The first thing to take into account is a matter of size accommodation. Baby teeth are small, and babies’ jaws are also small.

However, as we all know, babies get big. Fast. Including their jaws. As the jaw grows, the root of the baby tooth gets smaller and smaller until the tooth begins to loosen. And eventually, they fall out.

Finally, as the jaw and facial muscles mature, the permanent teeth grow into their new positions. And become strongly anchored in place.

Permanent Teeth

Once we lose our baby teeth, our 32 permanent teeth begin to erupt into the mouth. Generally, the first permanent teeth begin to appear in the human mouth around 6 years of age. And continue to appear until the last baby looses the last tooth.

Why don’t teeth grow back a second time?

A variety of animals, sharks, in particular, are able to continuously grow teeth over their lifetime as they lose them. These animals are known as polyphyodonts.

A new tooth erupts in a few months, but development can start as soon as a few days after losing the tooth! Unlike sharks, humans are diphyodonts; we only grow two sets of teeth over a lifetime.

So what’s the difference between the two categories?

To understand the difference, we have to take a look at how the teeth develop in both groups.

As we now know, human teeth begin growing during the embryonic stage of pregnancy. When development occurs, a section of tissue known as the dental lamina begins to grow at the gum line.

From this lamina, sections of cells known as tooth buds begin to grow. In humans, we have a predetermined set number of tooth buds: 20. 10 for each side of the jaw for the 20 baby teeth.

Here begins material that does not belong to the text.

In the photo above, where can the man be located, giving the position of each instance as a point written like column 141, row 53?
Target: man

In rare cases, humans may have more than 20 tooth buds, resulting in a larger number of teeth. A condition is known as hyperdontia. Researchers believe this may occur because as the bud cell grows, it splits into two distinct buds resulting in multiple teeth.

What about Sharks?

Sharks are able to grow and lose as many as 30,000 teeth over a lifetime! As polyphyodonts, sharks grow teeth in a different way than humans.
Like humans, sharks also have a dental lamina. Where they differ is that sharks grow teeth from stem cells, rather than tooth buds. Stem cells are cells who are able to indefinitely grow cells of the same type. This results in the shark’s ability to grow new teeth over and over again!